Georgina was well-born, and her sphere was naturally in the higher circles, and though her marriage had been beneath her own rank, this was little thought of, as she was rich, and by many considered very handsome, fashionable, and agreeable. Mr. Finch was hardly ever seen, and little regarded when he was; he was a quiet, good-natured old man, who knew nothing but of money matters, and was proud of his gay young wife. She had her own way, and was much admired; sure to be in every party, and certain to be surrounded with gentlemen, to whom she rattled away with lively nonsense, and all of whom were ready to be her obedient squires. Her manners were impetuous, and, as well as her appearance, best to be described as dashing.
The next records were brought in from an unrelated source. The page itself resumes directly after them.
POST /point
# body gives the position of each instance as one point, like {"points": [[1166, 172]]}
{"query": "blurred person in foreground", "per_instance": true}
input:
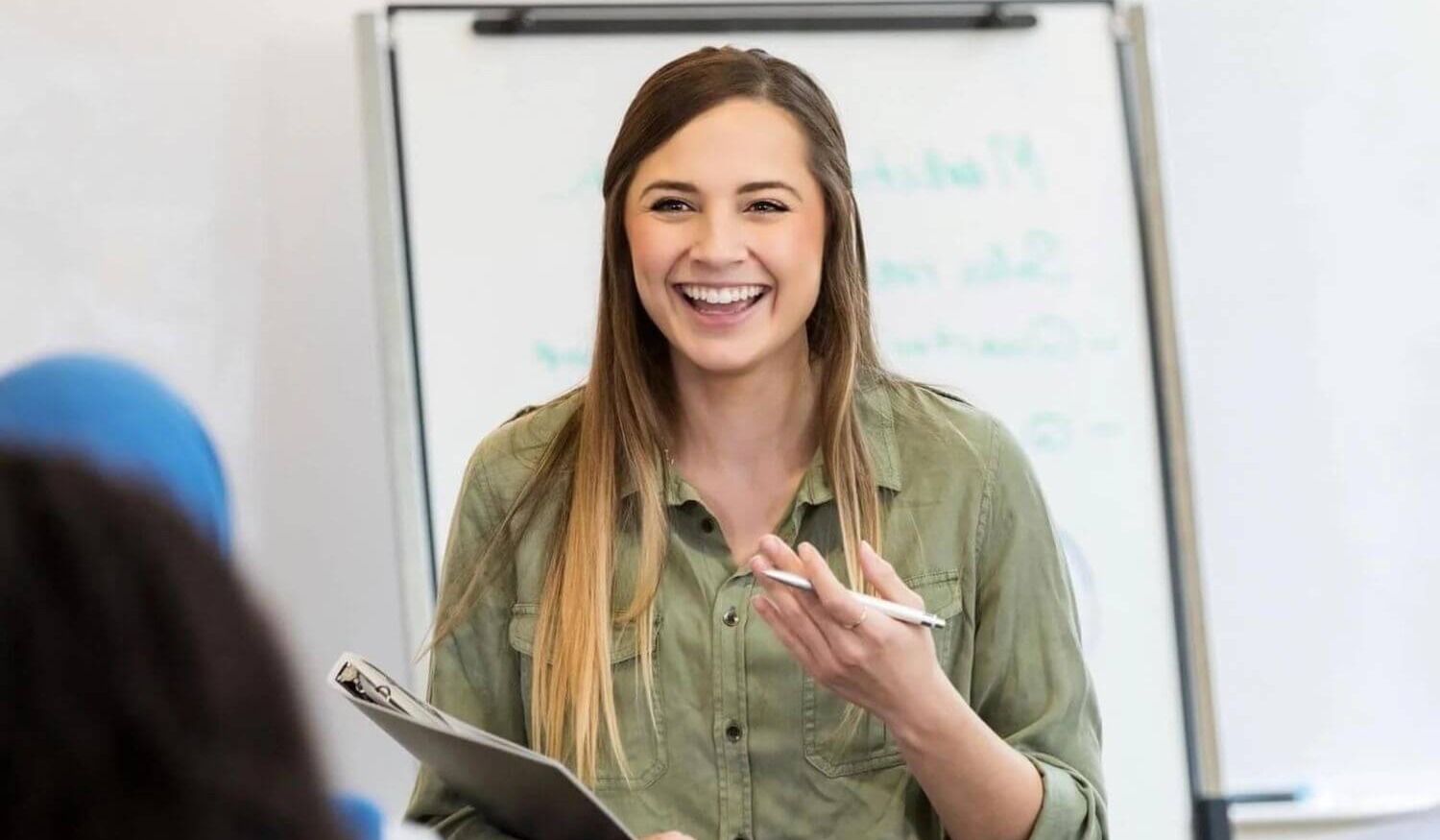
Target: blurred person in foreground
{"points": [[143, 692]]}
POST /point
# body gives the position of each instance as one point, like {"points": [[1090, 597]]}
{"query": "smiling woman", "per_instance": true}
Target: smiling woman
{"points": [[598, 600], [729, 270]]}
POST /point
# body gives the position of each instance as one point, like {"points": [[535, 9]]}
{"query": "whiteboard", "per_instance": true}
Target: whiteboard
{"points": [[994, 179], [1304, 190]]}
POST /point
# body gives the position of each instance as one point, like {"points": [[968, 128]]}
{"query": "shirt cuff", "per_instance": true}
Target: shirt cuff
{"points": [[1066, 811]]}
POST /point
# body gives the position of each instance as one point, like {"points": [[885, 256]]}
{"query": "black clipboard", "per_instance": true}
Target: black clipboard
{"points": [[517, 790]]}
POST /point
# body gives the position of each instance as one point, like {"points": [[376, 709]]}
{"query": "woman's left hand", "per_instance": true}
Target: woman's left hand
{"points": [[881, 664]]}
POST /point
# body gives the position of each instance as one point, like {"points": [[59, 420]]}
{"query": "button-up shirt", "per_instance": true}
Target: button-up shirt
{"points": [[743, 742]]}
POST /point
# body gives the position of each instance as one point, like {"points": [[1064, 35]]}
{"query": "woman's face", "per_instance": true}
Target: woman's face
{"points": [[726, 227]]}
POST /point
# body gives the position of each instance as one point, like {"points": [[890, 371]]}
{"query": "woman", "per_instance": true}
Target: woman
{"points": [[599, 600], [143, 693]]}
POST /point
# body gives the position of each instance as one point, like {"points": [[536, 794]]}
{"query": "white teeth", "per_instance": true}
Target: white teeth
{"points": [[722, 296]]}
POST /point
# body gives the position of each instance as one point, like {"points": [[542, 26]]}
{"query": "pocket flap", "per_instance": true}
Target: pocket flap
{"points": [[941, 589]]}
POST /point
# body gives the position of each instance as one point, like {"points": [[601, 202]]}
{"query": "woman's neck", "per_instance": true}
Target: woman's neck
{"points": [[751, 418]]}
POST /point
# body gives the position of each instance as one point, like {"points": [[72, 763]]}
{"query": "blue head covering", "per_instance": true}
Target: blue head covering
{"points": [[124, 422]]}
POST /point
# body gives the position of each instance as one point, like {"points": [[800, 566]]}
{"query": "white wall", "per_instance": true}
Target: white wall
{"points": [[181, 181]]}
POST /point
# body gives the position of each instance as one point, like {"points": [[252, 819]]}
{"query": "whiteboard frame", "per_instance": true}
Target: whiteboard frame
{"points": [[402, 377]]}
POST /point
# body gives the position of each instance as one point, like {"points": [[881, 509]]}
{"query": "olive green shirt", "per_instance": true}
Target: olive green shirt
{"points": [[745, 744]]}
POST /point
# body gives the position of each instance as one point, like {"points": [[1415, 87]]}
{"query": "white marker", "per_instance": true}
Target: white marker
{"points": [[899, 612]]}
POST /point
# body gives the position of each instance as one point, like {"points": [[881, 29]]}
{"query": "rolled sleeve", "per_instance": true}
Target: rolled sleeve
{"points": [[1030, 681]]}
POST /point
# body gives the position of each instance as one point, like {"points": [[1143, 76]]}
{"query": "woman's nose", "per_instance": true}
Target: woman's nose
{"points": [[720, 241]]}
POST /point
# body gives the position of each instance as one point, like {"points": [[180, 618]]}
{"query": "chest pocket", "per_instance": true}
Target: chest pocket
{"points": [[837, 747], [644, 744]]}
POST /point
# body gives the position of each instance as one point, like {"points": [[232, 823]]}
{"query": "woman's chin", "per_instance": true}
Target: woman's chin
{"points": [[719, 359]]}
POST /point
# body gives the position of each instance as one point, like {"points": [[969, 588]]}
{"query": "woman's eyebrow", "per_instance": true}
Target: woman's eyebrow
{"points": [[749, 187]]}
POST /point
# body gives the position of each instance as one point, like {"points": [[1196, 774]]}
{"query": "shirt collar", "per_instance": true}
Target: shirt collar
{"points": [[876, 427]]}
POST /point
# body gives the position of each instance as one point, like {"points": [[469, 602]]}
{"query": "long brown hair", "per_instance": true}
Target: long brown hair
{"points": [[621, 424]]}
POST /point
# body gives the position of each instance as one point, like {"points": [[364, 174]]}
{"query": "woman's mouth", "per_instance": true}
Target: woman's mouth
{"points": [[722, 302]]}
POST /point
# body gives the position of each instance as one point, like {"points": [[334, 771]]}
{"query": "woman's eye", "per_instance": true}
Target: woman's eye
{"points": [[670, 204]]}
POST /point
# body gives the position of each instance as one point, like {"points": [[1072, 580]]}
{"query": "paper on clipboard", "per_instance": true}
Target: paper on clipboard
{"points": [[517, 790]]}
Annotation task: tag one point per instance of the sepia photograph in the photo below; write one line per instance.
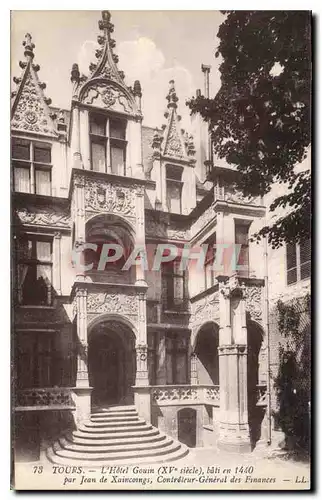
(161, 249)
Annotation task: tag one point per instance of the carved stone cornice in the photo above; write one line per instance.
(232, 350)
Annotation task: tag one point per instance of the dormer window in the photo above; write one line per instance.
(31, 162)
(174, 188)
(108, 144)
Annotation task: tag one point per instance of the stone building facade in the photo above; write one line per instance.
(188, 347)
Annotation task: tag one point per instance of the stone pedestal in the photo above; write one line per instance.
(233, 416)
(82, 400)
(142, 400)
(233, 420)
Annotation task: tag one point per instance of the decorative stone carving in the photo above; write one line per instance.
(205, 218)
(232, 285)
(205, 309)
(167, 394)
(44, 216)
(111, 198)
(236, 196)
(212, 394)
(31, 113)
(261, 395)
(254, 304)
(112, 303)
(108, 97)
(52, 396)
(173, 145)
(160, 228)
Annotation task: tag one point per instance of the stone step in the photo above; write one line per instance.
(112, 418)
(115, 448)
(133, 433)
(117, 455)
(113, 426)
(113, 408)
(172, 456)
(118, 441)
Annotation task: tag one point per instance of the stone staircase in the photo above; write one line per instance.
(115, 436)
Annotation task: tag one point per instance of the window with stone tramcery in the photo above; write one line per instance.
(36, 359)
(173, 286)
(298, 261)
(31, 162)
(34, 270)
(172, 367)
(108, 144)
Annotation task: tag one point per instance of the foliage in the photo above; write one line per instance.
(260, 118)
(292, 383)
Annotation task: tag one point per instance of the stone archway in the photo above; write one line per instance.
(111, 363)
(206, 350)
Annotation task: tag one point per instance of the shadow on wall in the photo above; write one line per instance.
(293, 381)
(255, 414)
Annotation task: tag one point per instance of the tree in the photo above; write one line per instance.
(260, 118)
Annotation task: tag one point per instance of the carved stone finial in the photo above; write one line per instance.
(137, 88)
(74, 74)
(104, 23)
(29, 46)
(172, 96)
(156, 141)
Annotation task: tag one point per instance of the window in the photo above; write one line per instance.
(209, 262)
(31, 163)
(174, 188)
(298, 261)
(173, 285)
(35, 358)
(108, 144)
(176, 359)
(241, 238)
(34, 271)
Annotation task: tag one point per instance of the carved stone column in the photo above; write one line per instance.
(193, 369)
(82, 391)
(77, 157)
(81, 319)
(234, 429)
(141, 342)
(79, 195)
(57, 262)
(161, 354)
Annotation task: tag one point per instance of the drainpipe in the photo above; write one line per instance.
(266, 322)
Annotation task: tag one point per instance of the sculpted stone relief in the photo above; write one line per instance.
(112, 303)
(44, 216)
(111, 198)
(30, 114)
(207, 216)
(253, 297)
(173, 146)
(205, 309)
(162, 229)
(107, 97)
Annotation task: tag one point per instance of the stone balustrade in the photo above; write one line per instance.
(169, 395)
(45, 398)
(261, 395)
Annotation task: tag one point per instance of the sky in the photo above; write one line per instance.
(153, 47)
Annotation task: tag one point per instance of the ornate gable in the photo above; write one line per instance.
(30, 108)
(175, 144)
(105, 87)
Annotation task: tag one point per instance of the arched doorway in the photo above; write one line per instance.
(206, 349)
(111, 363)
(113, 230)
(187, 426)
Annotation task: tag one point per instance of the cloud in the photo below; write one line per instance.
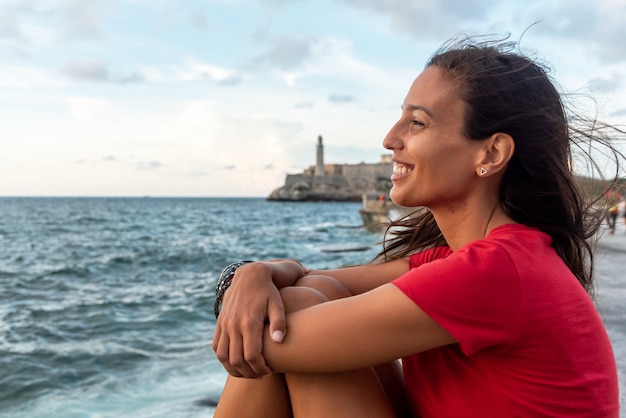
(600, 24)
(426, 19)
(81, 19)
(340, 98)
(197, 71)
(73, 20)
(303, 105)
(285, 53)
(86, 108)
(152, 165)
(605, 84)
(97, 71)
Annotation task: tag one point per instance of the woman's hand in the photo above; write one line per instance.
(252, 299)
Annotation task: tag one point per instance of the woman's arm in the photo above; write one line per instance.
(348, 334)
(253, 298)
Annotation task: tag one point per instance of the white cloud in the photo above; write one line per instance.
(88, 109)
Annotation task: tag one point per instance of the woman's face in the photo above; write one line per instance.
(434, 164)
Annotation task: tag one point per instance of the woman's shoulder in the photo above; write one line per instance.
(429, 255)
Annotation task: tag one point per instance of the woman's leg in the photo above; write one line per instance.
(269, 397)
(358, 393)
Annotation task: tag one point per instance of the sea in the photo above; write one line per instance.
(106, 304)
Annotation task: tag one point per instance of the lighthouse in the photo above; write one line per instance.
(319, 166)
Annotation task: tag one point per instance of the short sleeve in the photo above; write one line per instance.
(474, 293)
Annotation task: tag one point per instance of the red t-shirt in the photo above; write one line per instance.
(530, 341)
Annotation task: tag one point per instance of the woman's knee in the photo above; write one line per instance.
(296, 298)
(328, 286)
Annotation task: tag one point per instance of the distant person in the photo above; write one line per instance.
(622, 210)
(612, 201)
(485, 296)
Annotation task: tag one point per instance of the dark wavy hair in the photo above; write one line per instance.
(506, 91)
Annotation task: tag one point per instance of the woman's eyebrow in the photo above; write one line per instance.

Some people disliked her extremely; but she was always doing good-natured generous things, and the worst that could be said of her was, that she was careless of appearances, and, as Arthur called her, "fast". Theodora knew there was sincerity and warmth of heart, and was always trusting that these might develop into further excellences; moreover, she was sensible of having some influence for good. More than one wild freak had been relinquished on her remonstrance; and there was enough to justify her, in her own eyes, for continuing Georgina’s firm friend and champion.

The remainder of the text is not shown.